Kate Sheppard writes about some CEPR research arguing for the environmental sustainability benefits of reducing aggregate hours worked. The logic here is pretty simple. If Americans only worked, on average, as many hours per year as Germans work, then American economic output would be lower, and while producing fewer goods and services, we’d also be producing fewer greenhouse gas emissions and other pollutants.
But I think the best way to read this logic is probably the other way around. A really serious agenda to curb pollution would reduce economic output below its counterfactual level, but a fair amount of that would come in the form of increased leisure rather than actual immiseration.
Imagine a stiff carbon tax where instead of using the revenue to offset existing taxes, it’s simply returned to the public as lump sum checks akin to the “cap and dividend” approach that’s being championed by Theda Skocpol lately. What’s going to happen here is that on the one hand people will reduce their consumption of pollution-intensive goods and services. But on the other hand, folks are going to work less hard since in effect we’ve created a small guaranteed basic income system. People with prestigious, high-status jobs they love will just pocket the cash to offset the higher taxes they’re paying, but people with unattractive job opportunities will take advantage of higher incomes to work less and enjoy more leisure.

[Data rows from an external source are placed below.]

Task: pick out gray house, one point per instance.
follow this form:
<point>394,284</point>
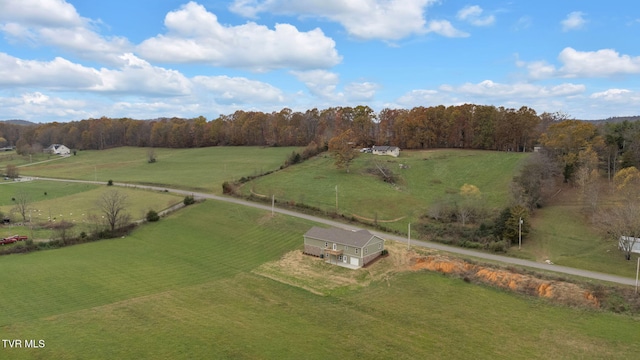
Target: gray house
<point>353,249</point>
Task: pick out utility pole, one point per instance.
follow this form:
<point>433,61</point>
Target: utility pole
<point>637,271</point>
<point>520,233</point>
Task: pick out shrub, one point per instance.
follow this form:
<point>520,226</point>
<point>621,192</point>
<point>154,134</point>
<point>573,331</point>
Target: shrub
<point>188,200</point>
<point>152,216</point>
<point>228,188</point>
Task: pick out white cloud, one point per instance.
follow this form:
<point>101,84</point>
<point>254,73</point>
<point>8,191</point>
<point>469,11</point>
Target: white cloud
<point>444,28</point>
<point>615,95</point>
<point>239,90</point>
<point>37,105</point>
<point>137,76</point>
<point>601,63</point>
<point>195,36</point>
<point>604,63</point>
<point>45,13</point>
<point>364,19</point>
<point>56,23</point>
<point>321,83</point>
<point>473,14</point>
<point>57,74</point>
<point>363,91</point>
<point>494,90</point>
<point>573,21</point>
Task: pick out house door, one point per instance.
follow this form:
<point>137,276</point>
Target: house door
<point>354,261</point>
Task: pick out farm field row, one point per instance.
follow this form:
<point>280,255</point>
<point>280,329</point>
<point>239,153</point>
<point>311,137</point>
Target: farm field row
<point>184,287</point>
<point>200,169</point>
<point>52,202</point>
<point>560,233</point>
<point>424,177</point>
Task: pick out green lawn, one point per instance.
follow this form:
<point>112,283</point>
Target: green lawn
<point>183,288</point>
<point>75,203</point>
<point>201,169</point>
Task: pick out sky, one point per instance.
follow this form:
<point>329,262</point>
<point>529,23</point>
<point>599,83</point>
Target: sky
<point>68,60</point>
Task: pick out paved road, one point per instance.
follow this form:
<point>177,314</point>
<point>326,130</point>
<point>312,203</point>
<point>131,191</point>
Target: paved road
<point>437,246</point>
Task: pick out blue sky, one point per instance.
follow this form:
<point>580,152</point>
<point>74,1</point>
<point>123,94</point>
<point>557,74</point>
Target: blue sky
<point>65,60</point>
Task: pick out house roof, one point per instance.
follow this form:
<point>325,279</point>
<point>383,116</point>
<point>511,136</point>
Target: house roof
<point>352,238</point>
<point>384,148</point>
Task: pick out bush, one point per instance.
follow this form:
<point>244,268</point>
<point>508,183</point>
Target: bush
<point>499,246</point>
<point>152,216</point>
<point>228,188</point>
<point>188,200</point>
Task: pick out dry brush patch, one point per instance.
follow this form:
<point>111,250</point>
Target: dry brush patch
<point>315,275</point>
<point>555,290</point>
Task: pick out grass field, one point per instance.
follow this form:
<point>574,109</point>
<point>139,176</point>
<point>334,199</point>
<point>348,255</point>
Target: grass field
<point>431,176</point>
<point>184,288</point>
<point>51,202</point>
<point>201,169</point>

Consequently, the GDP impact of cap-and-dividend is going to look much worse than the GDP impact of a program where the revenue is used to finance an offsetting payroll tax cut. But that’s not exactly because cap-and-dividend is wreaking havoc with the core drivers of prosperity. Rather, America would become a bit more like a northern European country. Our output-per-hour-worked would rise, (because low productivity workers would disproportionately shed hours) and on average people would have somewhat fewer material goods (most visible in Europeans’ small houses and cars) and more leisure time.